Photo: vneconomy.vn

Foreign direct investment (FDI) worth US$19.2 billion poured into Vietnam through October 20, a whopping rise of more than 40 percent over the same period last year.

According to the General Statistics Office (GSO), Vietnam had 1,657 new FDI projects during the period with a total registered capital of more than US$12.4 billion, increasing by respectively 27 percent and 25 percent.

Of note, some US$11.8 billion were disbursed, up 16.3 percent against a year ago.

The processing and manufacturing industry remained the top destination for FDI which attracted US$12.4 billion during the period, or more than 64 percent of the country's total registered FDI. The property sector came third with total registered capital worth US$2.1 billion.
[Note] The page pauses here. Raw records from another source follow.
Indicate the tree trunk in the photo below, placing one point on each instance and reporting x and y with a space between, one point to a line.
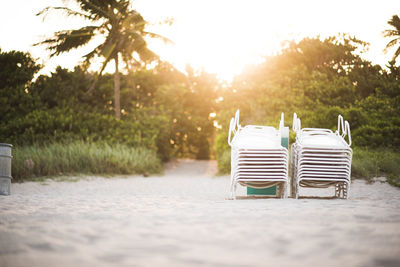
117 107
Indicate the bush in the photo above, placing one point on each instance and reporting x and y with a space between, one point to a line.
82 157
372 163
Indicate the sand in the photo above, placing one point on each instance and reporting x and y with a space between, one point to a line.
183 218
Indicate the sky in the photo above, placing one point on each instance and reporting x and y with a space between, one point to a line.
219 36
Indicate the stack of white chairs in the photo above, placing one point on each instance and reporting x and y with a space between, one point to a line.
321 158
257 158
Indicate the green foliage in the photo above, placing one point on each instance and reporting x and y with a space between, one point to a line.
373 163
57 159
121 28
320 79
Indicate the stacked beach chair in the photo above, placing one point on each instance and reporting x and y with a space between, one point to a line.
321 158
257 158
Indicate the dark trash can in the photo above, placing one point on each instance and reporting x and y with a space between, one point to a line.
5 168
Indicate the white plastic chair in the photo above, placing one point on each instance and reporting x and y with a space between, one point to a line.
257 158
321 158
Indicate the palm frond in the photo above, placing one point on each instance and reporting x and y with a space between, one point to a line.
396 54
391 44
395 22
155 35
96 78
390 33
66 10
98 8
64 41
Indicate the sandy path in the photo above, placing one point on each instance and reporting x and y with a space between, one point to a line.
183 219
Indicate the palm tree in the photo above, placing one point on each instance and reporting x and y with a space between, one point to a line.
395 33
124 35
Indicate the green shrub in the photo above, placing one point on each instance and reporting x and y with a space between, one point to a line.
224 162
82 158
372 163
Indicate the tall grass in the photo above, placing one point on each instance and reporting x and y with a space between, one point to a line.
82 158
372 163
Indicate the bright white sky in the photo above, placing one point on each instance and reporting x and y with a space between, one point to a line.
221 36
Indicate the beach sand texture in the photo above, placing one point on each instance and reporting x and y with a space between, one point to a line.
183 218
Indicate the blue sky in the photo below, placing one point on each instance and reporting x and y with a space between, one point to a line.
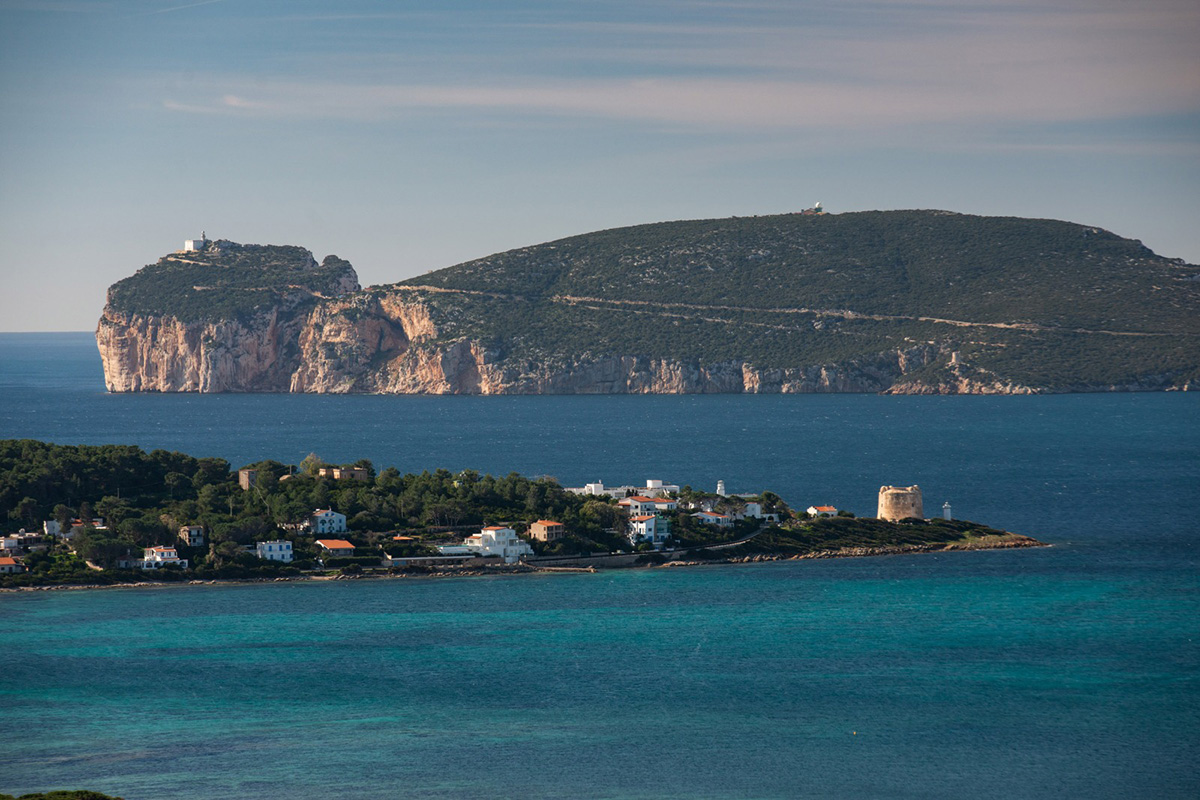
407 137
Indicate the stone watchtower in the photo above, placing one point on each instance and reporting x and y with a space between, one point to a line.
900 503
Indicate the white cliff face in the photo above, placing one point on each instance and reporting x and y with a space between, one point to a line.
384 342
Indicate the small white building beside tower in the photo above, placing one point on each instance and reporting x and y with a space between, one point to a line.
196 245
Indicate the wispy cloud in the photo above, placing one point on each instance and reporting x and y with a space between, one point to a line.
909 64
190 5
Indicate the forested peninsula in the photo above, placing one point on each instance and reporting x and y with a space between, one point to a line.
877 301
107 515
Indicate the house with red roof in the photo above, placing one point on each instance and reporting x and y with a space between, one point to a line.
10 565
712 518
155 558
648 528
822 511
336 547
547 530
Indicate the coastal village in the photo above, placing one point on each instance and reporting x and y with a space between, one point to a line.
645 524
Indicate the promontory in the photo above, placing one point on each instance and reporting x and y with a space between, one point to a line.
875 301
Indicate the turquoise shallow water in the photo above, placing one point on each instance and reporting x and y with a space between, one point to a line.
1063 672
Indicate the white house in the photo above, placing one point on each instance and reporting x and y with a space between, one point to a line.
648 528
325 521
10 565
193 245
499 541
277 551
640 504
653 488
192 535
155 558
53 528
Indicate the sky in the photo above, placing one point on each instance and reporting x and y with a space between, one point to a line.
409 136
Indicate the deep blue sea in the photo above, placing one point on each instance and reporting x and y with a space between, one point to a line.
1065 672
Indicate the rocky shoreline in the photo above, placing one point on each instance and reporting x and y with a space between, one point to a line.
1008 542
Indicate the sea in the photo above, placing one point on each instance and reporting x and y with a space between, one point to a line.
1071 671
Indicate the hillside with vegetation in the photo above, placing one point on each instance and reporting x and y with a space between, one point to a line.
1039 302
142 499
879 301
231 281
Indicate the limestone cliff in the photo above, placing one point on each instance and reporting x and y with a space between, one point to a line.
898 302
388 343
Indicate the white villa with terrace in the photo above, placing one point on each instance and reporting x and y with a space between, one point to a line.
653 488
499 541
277 551
155 558
640 504
649 528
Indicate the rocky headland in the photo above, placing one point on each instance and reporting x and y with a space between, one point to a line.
897 302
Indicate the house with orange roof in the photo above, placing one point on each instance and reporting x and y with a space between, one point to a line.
336 547
10 565
497 540
547 530
327 521
155 558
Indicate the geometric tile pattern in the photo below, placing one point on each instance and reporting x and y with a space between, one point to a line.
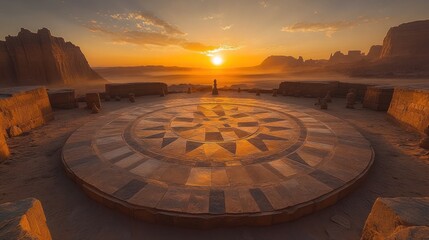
215 133
217 161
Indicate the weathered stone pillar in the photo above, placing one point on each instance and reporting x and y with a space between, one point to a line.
4 148
23 219
91 99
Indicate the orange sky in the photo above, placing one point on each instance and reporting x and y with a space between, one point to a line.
189 32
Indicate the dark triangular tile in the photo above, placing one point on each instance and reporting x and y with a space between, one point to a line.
239 115
218 108
158 119
155 128
248 124
167 141
240 133
158 135
258 143
230 146
274 128
269 137
190 146
219 112
269 120
183 119
295 157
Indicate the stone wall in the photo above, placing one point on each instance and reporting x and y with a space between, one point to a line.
320 88
62 98
307 89
398 218
23 219
344 87
378 98
24 107
139 89
411 107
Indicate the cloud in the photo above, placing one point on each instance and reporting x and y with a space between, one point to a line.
264 4
148 19
139 29
213 17
328 28
225 28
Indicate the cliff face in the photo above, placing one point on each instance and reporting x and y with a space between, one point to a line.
374 52
41 59
407 40
281 61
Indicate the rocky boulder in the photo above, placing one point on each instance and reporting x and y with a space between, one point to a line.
374 52
41 59
407 40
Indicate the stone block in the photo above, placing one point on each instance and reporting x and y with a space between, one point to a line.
62 98
307 89
23 219
4 148
24 107
93 99
139 89
344 87
410 106
378 98
402 217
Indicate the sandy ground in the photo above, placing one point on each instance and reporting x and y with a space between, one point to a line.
35 170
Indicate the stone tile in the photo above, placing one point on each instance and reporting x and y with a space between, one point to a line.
232 201
260 175
117 152
217 201
145 169
261 200
128 161
238 176
129 189
282 168
247 201
175 199
219 177
199 177
176 174
149 196
327 179
199 201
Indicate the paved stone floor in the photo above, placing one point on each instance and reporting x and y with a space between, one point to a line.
208 162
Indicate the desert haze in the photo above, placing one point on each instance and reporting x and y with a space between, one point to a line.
214 119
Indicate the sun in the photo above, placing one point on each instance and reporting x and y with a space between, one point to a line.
217 60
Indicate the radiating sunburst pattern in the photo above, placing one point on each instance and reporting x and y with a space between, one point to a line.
216 132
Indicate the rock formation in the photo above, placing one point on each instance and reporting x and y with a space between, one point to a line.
41 59
407 40
281 62
374 52
352 56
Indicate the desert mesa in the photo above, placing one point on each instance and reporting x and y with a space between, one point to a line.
285 148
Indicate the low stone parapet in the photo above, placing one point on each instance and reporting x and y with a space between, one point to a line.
307 89
378 98
62 98
398 218
23 219
24 107
139 89
410 106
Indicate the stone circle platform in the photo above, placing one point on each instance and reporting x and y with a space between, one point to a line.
208 162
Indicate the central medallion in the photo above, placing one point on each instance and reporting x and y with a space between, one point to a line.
215 124
215 133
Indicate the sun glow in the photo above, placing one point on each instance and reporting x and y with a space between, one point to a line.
217 60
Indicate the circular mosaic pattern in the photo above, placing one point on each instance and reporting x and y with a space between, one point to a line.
217 161
215 133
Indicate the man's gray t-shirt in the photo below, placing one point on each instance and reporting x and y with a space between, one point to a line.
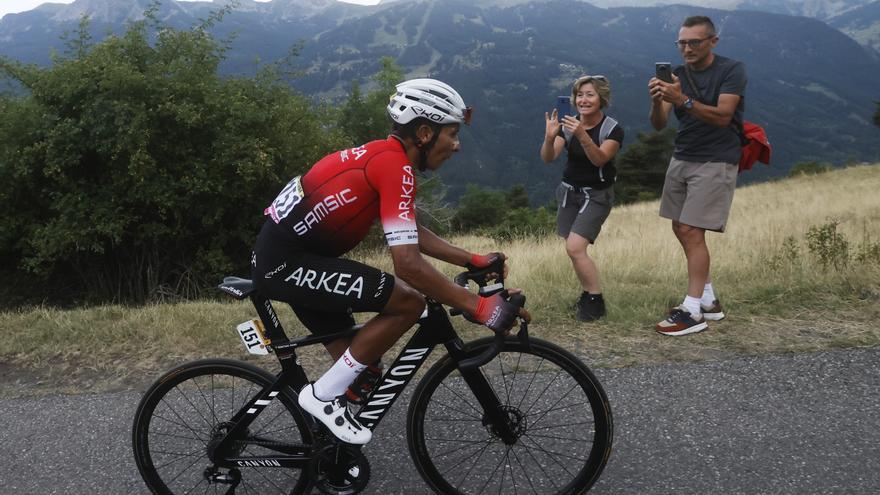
697 141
Attracting more than US$2.5 billion in registered capital, southern Tra Vinh Province earned the distinction of being the province that attracted FDI among 47 provinces and cities, according to the GSO.

There were more than a dozen provinces and cities that failed to attract FDI in the first ten months of this year. The problem had been addressed by the Foreign Investment Agency under the Ministry of Planning and Investment last month.
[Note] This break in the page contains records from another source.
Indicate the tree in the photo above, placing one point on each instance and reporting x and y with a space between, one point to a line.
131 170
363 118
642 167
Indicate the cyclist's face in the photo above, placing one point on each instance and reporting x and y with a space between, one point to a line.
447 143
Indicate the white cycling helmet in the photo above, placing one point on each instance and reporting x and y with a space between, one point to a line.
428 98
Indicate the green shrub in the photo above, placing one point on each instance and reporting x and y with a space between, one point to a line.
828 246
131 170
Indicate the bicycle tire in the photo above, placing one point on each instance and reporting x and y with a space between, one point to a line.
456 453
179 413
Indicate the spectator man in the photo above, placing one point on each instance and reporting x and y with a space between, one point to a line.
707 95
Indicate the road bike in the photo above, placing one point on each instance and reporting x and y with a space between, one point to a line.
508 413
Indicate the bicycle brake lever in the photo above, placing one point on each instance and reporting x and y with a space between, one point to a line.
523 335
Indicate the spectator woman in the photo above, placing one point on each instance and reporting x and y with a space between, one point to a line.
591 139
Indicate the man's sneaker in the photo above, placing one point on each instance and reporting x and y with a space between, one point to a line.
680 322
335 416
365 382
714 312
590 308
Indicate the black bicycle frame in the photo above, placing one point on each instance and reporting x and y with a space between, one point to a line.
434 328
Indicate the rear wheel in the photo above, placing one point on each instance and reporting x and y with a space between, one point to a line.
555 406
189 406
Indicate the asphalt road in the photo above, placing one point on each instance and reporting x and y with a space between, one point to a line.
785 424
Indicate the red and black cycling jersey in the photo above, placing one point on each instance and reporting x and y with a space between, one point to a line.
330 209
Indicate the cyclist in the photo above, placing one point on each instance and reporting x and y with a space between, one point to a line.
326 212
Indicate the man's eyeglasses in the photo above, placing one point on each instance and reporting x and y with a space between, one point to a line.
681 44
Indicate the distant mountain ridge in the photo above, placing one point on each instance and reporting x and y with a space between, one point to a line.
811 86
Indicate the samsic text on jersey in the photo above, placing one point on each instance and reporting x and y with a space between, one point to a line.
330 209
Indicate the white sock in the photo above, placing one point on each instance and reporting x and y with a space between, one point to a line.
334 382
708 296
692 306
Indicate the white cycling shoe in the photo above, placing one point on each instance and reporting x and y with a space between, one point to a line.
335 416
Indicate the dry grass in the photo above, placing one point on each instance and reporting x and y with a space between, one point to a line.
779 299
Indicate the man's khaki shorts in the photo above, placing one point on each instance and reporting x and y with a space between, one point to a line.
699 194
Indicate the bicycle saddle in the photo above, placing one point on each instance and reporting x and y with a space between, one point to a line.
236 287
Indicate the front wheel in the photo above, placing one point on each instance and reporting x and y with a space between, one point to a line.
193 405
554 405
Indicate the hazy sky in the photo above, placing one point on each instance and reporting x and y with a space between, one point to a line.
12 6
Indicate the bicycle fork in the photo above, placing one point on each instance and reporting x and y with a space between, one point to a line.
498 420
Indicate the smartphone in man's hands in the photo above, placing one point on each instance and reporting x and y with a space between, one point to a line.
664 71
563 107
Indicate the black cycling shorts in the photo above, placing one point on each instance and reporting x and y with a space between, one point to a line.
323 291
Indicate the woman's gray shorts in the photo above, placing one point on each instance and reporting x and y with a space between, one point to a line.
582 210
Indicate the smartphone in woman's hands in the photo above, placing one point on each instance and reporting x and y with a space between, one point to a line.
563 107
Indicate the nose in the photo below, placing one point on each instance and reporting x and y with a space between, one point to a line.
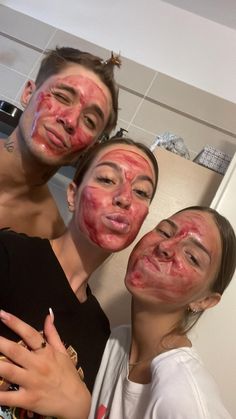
69 120
123 197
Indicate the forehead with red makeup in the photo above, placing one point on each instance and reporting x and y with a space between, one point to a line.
135 161
191 223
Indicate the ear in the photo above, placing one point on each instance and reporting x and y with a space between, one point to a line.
28 90
71 196
205 303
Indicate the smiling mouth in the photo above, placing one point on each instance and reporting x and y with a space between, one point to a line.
117 223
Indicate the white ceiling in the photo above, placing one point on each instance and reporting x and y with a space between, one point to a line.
220 11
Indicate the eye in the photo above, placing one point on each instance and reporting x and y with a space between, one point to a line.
142 193
164 232
61 97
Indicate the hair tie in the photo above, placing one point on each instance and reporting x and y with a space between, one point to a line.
114 60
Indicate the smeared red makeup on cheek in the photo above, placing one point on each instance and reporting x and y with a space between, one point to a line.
169 276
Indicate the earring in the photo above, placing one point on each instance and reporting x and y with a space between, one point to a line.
70 206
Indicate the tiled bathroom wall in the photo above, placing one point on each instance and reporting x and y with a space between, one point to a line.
151 103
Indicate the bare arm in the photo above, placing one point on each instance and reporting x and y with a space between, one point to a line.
49 383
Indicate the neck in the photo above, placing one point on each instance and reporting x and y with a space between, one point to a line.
149 331
79 259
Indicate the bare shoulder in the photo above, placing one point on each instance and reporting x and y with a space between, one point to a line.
49 220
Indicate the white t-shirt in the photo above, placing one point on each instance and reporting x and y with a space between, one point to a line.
180 387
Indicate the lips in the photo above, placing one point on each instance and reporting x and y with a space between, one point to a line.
155 265
57 139
117 223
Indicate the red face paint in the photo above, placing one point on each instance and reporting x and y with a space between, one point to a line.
71 111
114 197
177 261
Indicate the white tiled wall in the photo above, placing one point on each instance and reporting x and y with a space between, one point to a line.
150 102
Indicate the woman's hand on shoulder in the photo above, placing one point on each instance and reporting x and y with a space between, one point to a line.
48 381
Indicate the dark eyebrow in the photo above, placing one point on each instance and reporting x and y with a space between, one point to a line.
192 239
116 167
73 92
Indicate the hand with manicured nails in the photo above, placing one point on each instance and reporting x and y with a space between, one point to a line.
49 383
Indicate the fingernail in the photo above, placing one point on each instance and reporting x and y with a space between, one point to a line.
51 314
4 315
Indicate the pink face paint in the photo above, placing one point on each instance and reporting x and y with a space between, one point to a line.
64 122
112 215
163 266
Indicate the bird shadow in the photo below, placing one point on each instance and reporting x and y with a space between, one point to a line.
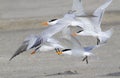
63 73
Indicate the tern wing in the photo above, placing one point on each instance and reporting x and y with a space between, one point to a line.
99 14
52 30
77 6
30 42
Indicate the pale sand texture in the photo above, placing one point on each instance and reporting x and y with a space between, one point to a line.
20 18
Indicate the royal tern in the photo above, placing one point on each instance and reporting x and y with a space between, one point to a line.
92 25
40 39
77 49
51 44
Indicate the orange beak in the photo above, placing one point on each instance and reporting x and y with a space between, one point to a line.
74 34
33 52
45 24
59 52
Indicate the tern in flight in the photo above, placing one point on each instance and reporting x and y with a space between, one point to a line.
35 41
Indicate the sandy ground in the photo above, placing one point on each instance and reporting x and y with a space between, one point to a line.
14 27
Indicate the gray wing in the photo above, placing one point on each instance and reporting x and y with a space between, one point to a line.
30 42
99 12
77 6
52 30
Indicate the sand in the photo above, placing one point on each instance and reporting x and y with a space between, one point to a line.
14 27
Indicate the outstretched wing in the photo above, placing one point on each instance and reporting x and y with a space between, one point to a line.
30 42
77 6
99 13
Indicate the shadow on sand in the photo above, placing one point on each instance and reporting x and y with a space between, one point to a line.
63 73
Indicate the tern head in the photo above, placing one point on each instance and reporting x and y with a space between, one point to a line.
51 22
76 33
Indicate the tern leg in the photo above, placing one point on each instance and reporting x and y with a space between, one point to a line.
86 58
98 41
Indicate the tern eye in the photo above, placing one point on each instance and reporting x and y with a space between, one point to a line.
66 50
52 20
79 31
Malaysia was the top FDI investor in Vietnam from 59 countries and territories with an investment of US$2.4 billion, followed by the Republic of Korea with more than US$2 billion, the United Kingdom with US$1.2 billion, and Japan with US$1.1 billion.

Vietnam is expected to attract US$23 billion registered FDI this year with disbursed capital of US$12.5 billion. Last year, the country attracted more than US$20 billion in FDI.